Grand écran: "Joker", un grand film porté par un Joaquin Phoenix magistral (08/10/2019)

maxresdefault.jpgApprenti comédien dans les années 80, Arthur Fleck veut faire du stand up. Au début du film on le voit se maquiller en clown. Devant le miroir, il étire de ses doigts les coins de la bouche, se plaquant sur le visage un sourire forcé. Avant d’affronter la violence de la rue où, pour attirer l’attention, il se tient avec sa pancarte.

Une bande de jeunes décide alors de la lui voler et le jette à terre, s’acharnant sur lui et le rouant de coups. Le début du basculement dans la folie pour Fleck qui, de plus en plus méprisé, humilié, bafoué de tous devient le Joker, un dangereux tueur psychopathe.

Avec ce récit des origines du personnage culte, ennemi juré de Batman le plus dingue des super vilains de Gotham City, Todd Phillips, justement récompensé par le Lion d’Or à Venise signe une grande œuvre, très loin des codes des films de super-héros classiques. L’histoire, implacable, brutale, est servie par une réalisation stylée, froide, précise, sans effets inutilement spectaculaires, en dépit de scènes barbares.

Arthur Fleck vit avec sa mère (qui le surnomme Happy) dans un vieil appartement d’une ville au bord du chaos, malgré les promesses de Thomas Wayne, candidat à la mairie. Todd Phillips décrit une situation où les pauvres, traités comme des parias, sont écrasés par les riches dans un système pourri, cautionné par des médias se cantonnant dans le divertissement futile.

Todd Phillips évoque l’impunité dans laquelle se croient les puissants face aux faibles. Jusqu’à l’inévitable révolte. Socialement très actuel à l’heure où le fossé s’agrandit entre le peuple et les élites, le propos est manifestement destiné à favoriser l’empathie du spectateur pour ce clown triste, personnage hors norme.
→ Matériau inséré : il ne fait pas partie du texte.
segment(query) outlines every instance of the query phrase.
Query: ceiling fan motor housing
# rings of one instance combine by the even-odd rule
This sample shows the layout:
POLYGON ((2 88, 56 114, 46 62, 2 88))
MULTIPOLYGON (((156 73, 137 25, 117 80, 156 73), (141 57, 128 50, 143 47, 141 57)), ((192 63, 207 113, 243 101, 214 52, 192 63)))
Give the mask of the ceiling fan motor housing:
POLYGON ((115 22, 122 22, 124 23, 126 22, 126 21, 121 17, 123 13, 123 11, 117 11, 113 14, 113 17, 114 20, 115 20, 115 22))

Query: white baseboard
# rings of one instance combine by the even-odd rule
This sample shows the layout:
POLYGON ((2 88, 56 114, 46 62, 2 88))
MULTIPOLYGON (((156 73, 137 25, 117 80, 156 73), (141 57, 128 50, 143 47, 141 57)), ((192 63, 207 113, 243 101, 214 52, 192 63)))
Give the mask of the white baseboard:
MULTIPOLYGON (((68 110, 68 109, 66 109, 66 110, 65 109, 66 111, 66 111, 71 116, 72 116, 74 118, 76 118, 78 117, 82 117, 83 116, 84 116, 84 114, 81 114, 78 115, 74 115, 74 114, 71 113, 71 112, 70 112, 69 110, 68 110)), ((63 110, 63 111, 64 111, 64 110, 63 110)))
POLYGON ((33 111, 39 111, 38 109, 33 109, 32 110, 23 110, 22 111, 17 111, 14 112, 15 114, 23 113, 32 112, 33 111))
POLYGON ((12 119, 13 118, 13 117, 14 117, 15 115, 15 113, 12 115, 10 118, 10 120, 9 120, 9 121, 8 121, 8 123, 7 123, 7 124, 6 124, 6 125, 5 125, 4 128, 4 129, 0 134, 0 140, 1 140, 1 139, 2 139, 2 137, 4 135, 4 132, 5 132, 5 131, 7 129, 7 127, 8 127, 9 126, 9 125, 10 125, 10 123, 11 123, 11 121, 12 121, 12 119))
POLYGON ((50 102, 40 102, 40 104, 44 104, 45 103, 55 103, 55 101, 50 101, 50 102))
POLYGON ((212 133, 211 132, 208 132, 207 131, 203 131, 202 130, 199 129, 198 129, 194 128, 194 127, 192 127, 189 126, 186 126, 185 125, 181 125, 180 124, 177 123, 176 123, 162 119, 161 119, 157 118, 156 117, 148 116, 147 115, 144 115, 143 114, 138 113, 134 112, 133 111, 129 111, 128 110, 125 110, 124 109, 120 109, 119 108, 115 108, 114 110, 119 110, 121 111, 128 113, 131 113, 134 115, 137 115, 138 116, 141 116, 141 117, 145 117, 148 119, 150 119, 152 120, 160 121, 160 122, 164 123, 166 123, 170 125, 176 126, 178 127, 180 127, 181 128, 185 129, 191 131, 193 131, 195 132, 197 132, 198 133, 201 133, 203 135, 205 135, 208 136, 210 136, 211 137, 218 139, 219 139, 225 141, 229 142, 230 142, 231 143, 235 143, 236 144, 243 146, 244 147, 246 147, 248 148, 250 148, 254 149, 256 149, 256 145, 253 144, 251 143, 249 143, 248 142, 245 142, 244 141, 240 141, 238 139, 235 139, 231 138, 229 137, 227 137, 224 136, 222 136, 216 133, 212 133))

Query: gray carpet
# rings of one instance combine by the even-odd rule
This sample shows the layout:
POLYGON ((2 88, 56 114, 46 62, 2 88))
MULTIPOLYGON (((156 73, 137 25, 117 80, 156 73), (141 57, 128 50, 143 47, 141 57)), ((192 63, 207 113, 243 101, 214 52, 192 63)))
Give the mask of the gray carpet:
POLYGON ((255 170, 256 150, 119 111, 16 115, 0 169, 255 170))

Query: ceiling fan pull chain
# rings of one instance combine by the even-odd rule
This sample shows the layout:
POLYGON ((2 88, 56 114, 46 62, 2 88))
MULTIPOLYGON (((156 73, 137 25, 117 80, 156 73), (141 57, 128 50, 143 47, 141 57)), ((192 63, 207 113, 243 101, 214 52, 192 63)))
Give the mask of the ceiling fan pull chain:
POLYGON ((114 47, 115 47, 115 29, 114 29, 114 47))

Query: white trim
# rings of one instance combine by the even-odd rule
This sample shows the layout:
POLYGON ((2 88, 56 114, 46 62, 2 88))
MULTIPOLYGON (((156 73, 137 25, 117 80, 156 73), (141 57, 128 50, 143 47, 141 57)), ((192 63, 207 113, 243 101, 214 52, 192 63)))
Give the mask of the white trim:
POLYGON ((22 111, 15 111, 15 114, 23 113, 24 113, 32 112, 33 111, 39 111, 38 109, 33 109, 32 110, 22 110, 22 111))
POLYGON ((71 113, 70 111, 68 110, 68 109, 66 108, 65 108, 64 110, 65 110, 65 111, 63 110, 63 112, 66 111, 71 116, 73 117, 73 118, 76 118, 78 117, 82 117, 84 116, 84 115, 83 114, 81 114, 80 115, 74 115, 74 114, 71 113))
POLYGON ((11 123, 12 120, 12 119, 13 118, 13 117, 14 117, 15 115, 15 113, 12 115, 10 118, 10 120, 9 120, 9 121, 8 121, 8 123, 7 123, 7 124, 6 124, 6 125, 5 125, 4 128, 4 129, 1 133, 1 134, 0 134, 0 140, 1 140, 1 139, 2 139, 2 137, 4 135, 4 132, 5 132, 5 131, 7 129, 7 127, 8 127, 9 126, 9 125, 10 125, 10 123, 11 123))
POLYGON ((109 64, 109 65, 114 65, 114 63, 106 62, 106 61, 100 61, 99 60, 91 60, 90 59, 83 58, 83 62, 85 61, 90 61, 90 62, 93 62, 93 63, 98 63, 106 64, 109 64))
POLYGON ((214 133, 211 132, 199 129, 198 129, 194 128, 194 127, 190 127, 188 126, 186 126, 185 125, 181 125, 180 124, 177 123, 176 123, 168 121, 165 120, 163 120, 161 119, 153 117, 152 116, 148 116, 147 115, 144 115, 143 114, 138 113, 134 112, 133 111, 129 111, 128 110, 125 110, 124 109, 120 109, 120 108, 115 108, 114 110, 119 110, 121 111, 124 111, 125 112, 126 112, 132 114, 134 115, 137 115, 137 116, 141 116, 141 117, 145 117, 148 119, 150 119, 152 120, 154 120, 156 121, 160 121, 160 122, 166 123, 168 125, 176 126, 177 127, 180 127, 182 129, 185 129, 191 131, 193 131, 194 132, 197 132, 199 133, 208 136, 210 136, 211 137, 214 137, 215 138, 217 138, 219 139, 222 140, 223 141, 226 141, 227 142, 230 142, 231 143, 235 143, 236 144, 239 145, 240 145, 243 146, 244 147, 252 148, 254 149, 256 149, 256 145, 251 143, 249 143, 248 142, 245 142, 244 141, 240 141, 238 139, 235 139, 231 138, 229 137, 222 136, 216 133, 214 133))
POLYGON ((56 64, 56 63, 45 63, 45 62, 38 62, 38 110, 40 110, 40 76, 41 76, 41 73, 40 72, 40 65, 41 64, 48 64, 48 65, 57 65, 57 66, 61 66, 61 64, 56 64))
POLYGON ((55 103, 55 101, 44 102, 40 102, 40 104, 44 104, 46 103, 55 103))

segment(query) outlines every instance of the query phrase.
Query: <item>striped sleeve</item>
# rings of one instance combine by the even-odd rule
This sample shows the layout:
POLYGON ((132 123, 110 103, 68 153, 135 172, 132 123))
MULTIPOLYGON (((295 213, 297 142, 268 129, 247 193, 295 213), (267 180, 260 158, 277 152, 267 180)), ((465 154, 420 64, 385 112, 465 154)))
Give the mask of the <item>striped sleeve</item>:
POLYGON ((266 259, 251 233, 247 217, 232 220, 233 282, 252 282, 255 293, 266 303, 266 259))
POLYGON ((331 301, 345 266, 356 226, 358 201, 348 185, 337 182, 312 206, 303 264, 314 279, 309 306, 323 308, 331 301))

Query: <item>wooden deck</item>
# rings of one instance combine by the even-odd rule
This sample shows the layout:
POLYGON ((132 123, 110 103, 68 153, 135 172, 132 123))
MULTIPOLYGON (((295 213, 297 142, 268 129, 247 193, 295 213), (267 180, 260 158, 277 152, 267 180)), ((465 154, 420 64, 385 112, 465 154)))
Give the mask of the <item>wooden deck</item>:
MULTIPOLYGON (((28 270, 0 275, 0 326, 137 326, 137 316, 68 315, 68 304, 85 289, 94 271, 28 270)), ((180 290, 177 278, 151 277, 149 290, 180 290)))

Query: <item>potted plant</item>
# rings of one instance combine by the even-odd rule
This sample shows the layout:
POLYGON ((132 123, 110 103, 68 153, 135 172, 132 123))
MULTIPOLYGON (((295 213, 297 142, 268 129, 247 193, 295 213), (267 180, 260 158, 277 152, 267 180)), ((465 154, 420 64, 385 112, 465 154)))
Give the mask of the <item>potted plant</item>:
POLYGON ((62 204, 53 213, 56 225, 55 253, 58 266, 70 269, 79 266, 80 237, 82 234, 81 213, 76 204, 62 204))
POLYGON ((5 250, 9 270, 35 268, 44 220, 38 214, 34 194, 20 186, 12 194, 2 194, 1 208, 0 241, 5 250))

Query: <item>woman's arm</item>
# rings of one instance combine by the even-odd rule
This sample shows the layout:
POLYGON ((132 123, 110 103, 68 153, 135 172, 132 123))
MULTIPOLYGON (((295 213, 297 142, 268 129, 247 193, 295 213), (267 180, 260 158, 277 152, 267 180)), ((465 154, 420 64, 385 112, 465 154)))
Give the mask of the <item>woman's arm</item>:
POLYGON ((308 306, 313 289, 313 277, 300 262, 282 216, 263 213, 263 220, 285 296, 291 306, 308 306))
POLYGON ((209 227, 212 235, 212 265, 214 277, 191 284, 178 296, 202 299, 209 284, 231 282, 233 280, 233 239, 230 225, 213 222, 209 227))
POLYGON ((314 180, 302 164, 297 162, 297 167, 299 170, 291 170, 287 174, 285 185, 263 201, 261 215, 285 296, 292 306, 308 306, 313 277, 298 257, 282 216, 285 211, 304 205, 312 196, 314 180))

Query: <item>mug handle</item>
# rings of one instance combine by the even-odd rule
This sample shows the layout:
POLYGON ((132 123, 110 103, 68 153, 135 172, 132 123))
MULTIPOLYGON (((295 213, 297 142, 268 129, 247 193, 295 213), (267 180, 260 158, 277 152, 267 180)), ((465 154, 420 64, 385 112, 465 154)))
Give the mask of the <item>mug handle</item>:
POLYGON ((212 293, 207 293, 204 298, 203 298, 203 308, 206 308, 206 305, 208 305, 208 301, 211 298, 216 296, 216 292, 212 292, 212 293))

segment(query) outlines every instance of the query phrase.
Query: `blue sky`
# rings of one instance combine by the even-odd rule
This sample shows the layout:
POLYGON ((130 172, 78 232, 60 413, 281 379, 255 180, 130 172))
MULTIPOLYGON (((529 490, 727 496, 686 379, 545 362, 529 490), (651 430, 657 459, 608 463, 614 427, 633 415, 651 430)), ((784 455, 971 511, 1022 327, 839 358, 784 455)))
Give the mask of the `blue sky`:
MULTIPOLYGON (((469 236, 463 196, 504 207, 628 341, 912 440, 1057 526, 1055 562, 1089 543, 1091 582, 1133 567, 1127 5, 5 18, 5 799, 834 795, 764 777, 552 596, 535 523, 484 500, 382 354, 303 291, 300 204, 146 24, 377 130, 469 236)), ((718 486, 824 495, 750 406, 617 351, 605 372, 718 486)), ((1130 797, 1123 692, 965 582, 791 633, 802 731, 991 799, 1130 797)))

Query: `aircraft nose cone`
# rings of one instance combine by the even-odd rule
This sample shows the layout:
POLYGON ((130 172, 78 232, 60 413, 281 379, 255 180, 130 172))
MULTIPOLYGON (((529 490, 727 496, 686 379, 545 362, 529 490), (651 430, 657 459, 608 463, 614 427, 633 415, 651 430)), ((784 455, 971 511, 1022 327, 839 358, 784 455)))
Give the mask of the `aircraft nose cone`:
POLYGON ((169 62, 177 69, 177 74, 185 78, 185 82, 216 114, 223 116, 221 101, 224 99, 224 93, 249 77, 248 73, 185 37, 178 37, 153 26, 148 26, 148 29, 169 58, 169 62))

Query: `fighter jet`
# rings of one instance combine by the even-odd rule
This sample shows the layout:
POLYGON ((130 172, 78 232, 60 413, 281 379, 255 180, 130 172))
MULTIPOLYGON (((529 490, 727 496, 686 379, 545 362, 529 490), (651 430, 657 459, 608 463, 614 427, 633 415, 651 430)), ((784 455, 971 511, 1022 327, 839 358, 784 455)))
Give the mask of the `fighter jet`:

Une prestation flippante et poignante

Le réalisateur nous invite à une plongée dérangeante dans l’âme tourmentée et torturée d’Arthur Fleck. Même s’il le dépeint comme un psychopathe auteur de crimes affreux, il en fait aussi une icône, un homme attachant, touchant, séduisant, charismatique, glorifiant carrément ses actions abominables, dont le meurtre d’une mère maltraitante. Nous le montrant comme le sauveur de la classe ouvrière de Gotham City, il nous pousse à plaindre cet être immoral.

Joker est porté de bout en bout par un Joaquin Phoenix magistral, à la fois sinistre, effrayant, humain, monstrueux, provoquant. Indéniablement sur la route de l’Oscar, faute de ne pas avoir pu être sacré meilleur comédien à la Mostra, l'opus ayant déjà reçu la médaille suprême.

Grimaçant, mentalement dérangé, décharné, la peau sur les os (il a perdu 25 kilos), sujet à des crises de folie et un rire incontrôlable, symbolique de son mal-être provoqué par une lésion cérébrale, il livre une prestation hallucinante, démente, flippante, perturbante, bluffante, déchirante.

Sa performance extraordinaire a tendance à occulter celle des autres protagonistes. A commencer par celle, pourtant excellente, de Robert De Niro. Sobre, il offre le contrepied parfait à la folle interprétation de Joaquin Phoenix, dans le rôle de Murray Franklin célèbre animateur de talk show, magnat du petit écran proche du personnage incarné par Jerry Lewis dans La valse des pantins de Martin Scorsese.

A l’affiche dans les salles de Suisse romande dès mercredi 9 octobre.